A TypeScript ESM MCP server exposing 20 public instruction tools and 7 utility tools, backed by 102 internal skills across 18 domain families — from requirements discovery and code quality through governance, resilience, and physics-inspired analysis.

📖 Full documentation on GitHub Pages


Table of Contents


Requirements

Runtime Version
Node.js ≥ 22.7.5
npm ≥ 10.0.0

Installation

npx (zero-install, recommended for MCP config)

npx -y mcp-ai-agent-guidelines@latest

Global install

npm install -g mcp-ai-agent-guidelines

# MCP stdio server entrypoint
mcp-ai-agent-guidelines

# Interactive CLI
mcp-cli info

Local install (monorepo / project dependency)

npm install mcp-ai-agent-guidelines

VS Code Integration (One-Click)

Click a badge below to add this MCP server directly to VS Code (User Settings → mcp.servers):

Install with NPX in VS Code Install with NPX in VS Code Insiders Install with Docker in VS Code Install with Docker in VS Code Insiders

Or add manually to User Settings JSON:

{
  "mcp": {
    "servers": {
      "ai-agent-guidelines": {
        "command": "npx",
        "args": ["-y", "mcp-ai-agent-guidelines@latest"]
      }
    }
  }
}

Using Docker:

{
  "mcp": {
    "servers": {
      "ai-agent-guidelines": {
        "command": "docker",
        "args": ["run", "--rm", "-i", "ghcr.io/anselmoo/mcp-ai-agent-guidelines:latest"]
      }
    }
  }
}

MCP Server Configuration

Add the server to your MCP host config. The entry-point is dist/index.js and communicates over stdin/stdout.

Claude Desktop (~/Library/Application Support/Claude/claude_desktop_config.json)

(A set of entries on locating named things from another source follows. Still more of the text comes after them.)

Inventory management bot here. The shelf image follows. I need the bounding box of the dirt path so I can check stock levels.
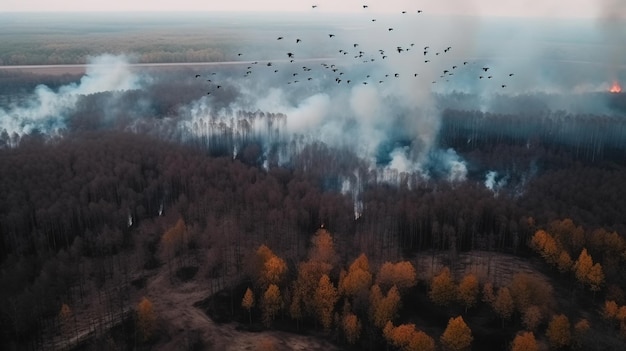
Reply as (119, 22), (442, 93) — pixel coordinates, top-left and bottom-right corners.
(146, 267), (338, 351)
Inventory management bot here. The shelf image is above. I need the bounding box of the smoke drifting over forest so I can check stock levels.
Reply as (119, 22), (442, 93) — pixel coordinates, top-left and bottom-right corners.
(0, 12), (626, 184)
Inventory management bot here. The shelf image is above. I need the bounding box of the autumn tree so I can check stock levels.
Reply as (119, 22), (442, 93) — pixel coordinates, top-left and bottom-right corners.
(457, 273), (479, 312)
(241, 288), (254, 324)
(439, 316), (474, 351)
(383, 322), (435, 351)
(522, 305), (543, 331)
(556, 250), (573, 273)
(572, 318), (591, 348)
(370, 284), (401, 328)
(508, 273), (554, 313)
(309, 228), (338, 266)
(250, 245), (287, 291)
(314, 274), (339, 330)
(511, 332), (539, 351)
(58, 303), (74, 346)
(137, 296), (156, 342)
(574, 249), (593, 284)
(587, 263), (604, 294)
(342, 313), (361, 345)
(339, 254), (372, 296)
(530, 230), (560, 265)
(602, 300), (619, 320)
(376, 261), (417, 291)
(482, 282), (496, 306)
(546, 314), (572, 349)
(261, 284), (283, 327)
(428, 267), (456, 306)
(493, 286), (515, 325)
(161, 218), (187, 278)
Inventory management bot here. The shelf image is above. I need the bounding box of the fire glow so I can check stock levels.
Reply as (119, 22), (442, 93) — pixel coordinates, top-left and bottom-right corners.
(609, 81), (622, 94)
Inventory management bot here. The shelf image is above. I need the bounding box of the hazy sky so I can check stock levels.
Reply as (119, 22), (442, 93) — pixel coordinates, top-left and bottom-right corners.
(0, 0), (626, 18)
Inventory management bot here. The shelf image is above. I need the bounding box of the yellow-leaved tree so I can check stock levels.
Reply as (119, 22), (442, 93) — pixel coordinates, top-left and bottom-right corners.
(428, 267), (457, 306)
(261, 284), (283, 327)
(314, 274), (339, 330)
(137, 296), (156, 342)
(546, 314), (572, 349)
(383, 322), (435, 351)
(241, 288), (254, 324)
(511, 332), (539, 351)
(343, 313), (361, 345)
(457, 273), (479, 312)
(439, 316), (474, 351)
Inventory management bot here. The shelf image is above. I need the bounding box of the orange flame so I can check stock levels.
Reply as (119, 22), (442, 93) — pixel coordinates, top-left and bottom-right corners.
(609, 81), (622, 94)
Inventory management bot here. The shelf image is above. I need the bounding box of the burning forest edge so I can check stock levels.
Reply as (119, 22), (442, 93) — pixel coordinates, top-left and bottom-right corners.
(0, 10), (626, 350)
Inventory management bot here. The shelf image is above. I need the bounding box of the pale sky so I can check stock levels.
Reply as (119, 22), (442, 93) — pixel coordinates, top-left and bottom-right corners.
(0, 0), (626, 19)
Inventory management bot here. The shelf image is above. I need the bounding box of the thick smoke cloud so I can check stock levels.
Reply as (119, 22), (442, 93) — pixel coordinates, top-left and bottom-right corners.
(0, 55), (139, 136)
(0, 11), (623, 184)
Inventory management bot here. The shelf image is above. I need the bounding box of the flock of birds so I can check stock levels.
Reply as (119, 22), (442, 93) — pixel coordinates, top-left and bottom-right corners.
(195, 5), (514, 95)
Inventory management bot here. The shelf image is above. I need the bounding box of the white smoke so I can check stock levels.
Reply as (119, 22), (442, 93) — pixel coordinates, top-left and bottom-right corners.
(0, 55), (138, 136)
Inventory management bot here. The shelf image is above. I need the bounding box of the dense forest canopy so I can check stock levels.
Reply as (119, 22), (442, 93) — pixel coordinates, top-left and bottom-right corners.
(0, 9), (626, 350)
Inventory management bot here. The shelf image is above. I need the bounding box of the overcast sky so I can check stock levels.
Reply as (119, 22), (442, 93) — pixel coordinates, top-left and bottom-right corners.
(0, 0), (626, 18)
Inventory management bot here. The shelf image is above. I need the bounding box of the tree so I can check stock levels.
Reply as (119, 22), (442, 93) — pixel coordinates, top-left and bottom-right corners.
(522, 305), (543, 331)
(546, 314), (572, 349)
(343, 313), (361, 345)
(339, 254), (372, 296)
(261, 284), (283, 327)
(376, 261), (417, 291)
(241, 288), (254, 324)
(511, 332), (539, 351)
(572, 318), (591, 348)
(59, 303), (74, 346)
(493, 286), (515, 325)
(574, 249), (593, 285)
(530, 230), (559, 265)
(383, 322), (435, 351)
(556, 250), (572, 273)
(428, 267), (456, 306)
(440, 316), (474, 351)
(370, 284), (401, 328)
(483, 282), (496, 306)
(314, 274), (339, 330)
(587, 263), (604, 294)
(137, 296), (156, 342)
(458, 273), (478, 312)
(309, 228), (337, 266)
(602, 300), (619, 320)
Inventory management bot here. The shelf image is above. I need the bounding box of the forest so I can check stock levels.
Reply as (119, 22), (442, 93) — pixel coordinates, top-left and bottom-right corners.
(0, 59), (626, 350)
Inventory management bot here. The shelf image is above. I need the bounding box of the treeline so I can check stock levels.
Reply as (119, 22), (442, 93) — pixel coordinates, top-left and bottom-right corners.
(440, 103), (626, 164)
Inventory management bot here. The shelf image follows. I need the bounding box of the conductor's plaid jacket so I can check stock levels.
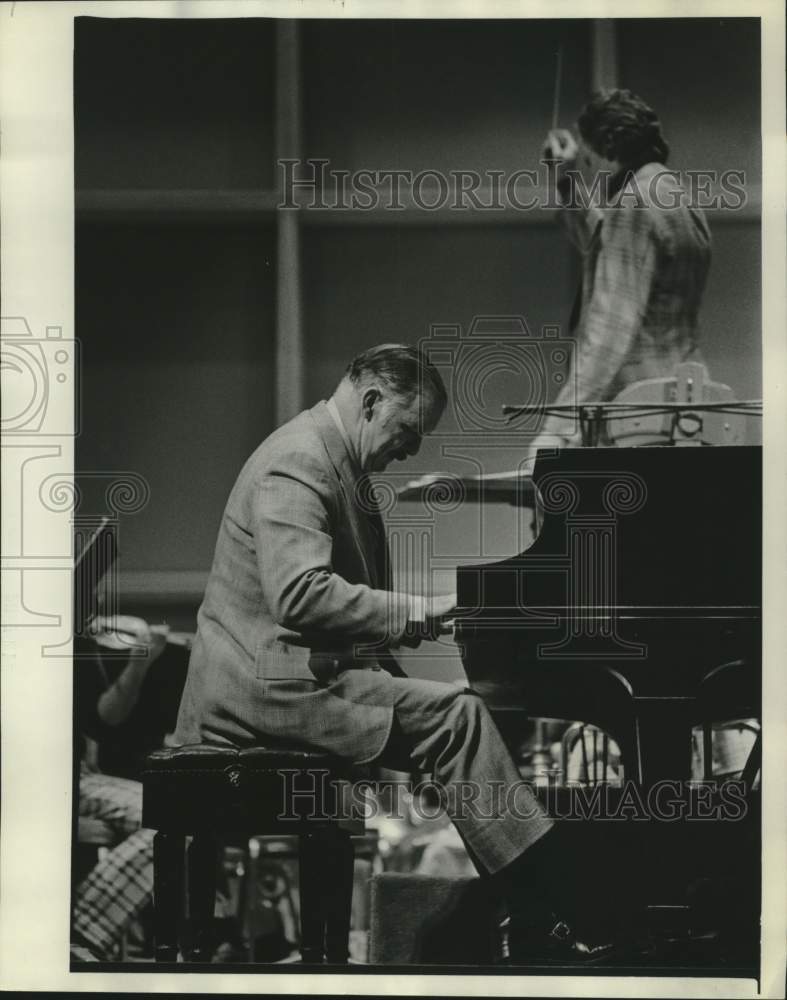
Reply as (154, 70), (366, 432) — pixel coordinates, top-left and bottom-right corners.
(543, 163), (711, 434)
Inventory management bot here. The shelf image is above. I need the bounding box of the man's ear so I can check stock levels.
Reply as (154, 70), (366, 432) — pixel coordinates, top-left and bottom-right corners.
(361, 386), (381, 420)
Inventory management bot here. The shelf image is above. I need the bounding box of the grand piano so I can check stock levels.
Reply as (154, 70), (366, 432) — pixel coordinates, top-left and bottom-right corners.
(455, 446), (762, 960)
(455, 446), (762, 785)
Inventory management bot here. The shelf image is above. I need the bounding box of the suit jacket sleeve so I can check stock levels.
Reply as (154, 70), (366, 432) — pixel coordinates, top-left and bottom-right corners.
(543, 206), (658, 434)
(252, 455), (410, 645)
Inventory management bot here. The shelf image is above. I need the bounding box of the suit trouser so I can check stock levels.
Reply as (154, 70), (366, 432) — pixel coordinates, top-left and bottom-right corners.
(375, 677), (553, 874)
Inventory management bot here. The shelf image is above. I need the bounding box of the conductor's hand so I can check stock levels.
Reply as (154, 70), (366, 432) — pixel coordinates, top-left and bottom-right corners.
(401, 594), (456, 648)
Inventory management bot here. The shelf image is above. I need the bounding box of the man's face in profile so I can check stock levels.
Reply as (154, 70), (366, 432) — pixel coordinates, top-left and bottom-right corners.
(361, 389), (442, 472)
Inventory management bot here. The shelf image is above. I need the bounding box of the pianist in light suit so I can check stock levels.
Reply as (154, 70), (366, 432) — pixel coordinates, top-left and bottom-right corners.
(542, 90), (711, 446)
(175, 345), (620, 960)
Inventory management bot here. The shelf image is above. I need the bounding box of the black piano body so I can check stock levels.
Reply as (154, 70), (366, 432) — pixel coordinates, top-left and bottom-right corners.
(456, 446), (762, 960)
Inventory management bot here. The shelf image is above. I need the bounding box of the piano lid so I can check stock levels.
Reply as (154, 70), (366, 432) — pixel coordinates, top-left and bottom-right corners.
(397, 469), (536, 507)
(457, 446), (762, 617)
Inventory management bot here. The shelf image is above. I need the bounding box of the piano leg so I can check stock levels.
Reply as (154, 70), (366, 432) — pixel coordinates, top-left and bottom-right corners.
(636, 698), (693, 788)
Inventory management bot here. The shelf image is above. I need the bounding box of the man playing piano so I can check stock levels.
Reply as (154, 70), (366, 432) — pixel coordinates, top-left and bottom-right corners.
(533, 90), (711, 453)
(175, 344), (628, 961)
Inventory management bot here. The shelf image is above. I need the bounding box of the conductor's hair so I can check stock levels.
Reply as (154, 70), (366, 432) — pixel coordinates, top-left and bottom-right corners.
(345, 344), (448, 409)
(577, 90), (669, 166)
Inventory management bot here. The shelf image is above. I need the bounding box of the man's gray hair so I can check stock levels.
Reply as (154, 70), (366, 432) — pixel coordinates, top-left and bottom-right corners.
(345, 344), (448, 410)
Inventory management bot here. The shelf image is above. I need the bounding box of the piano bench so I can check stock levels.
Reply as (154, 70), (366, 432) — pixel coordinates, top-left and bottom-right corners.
(142, 745), (353, 963)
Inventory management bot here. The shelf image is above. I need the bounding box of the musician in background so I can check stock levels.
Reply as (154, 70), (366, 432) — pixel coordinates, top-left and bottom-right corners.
(533, 90), (711, 452)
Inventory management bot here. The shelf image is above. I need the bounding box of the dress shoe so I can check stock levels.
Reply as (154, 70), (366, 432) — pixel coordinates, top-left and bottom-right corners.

[!IMPORTANT] Claude Desktop spawns the server with a different working directory than your project. Set MCP_WORKSPACE_ROOT to the absolute path of the project you want the server to write state into.

{
  "mcpServers": {
    "ai-agent-guidelines": {
      "command": "npx",
      "args": ["-y", "mcp-ai-agent-guidelines@latest"],
      "env": {
        "MCP_WORKSPACE_ROOT": "/absolute/path/to/your/project"
      }
    }
  }
}

VS Code (.vscode/mcp.json or user settings)

{
  "servers": {
    "ai-agent-guidelines": {
      "type": "stdio",
      "command": "npx",
      "args": ["-y", "mcp-ai-agent-guidelines@latest"],
      "env": {
        "MCP_WORKSPACE_ROOT": "${workspaceFolder}"
      }
    }
  }
}

From local build

{
  "mcpServers": {
    "ai-agent-guidelines": {
      "command": "node",
      "args": ["/path/to/repo/dist/index.js"]
    }
  }
}

CLI Usage

An interactive CLI wizard is included for standalone use outside an MCP host. The published package exposes two entrypoints:

  • mcp-ai-agent-guidelines — MCP stdio server entrypoint for editors and MCP hosts
  • mcp-cli — interactive CLI for onboarding, orchestration, and diagnostics
# Project onboarding
mcp-cli onboard init

# Re-open the orchestration editor
mcp-cli orchestration edit

# Quick re-entry for environment + model fleet only
mcp-cli orchestration edit --quick

# Direct skill invocation
mcp-cli --skill core-prompt-engineering --request "Write a system prompt for a coding assistant"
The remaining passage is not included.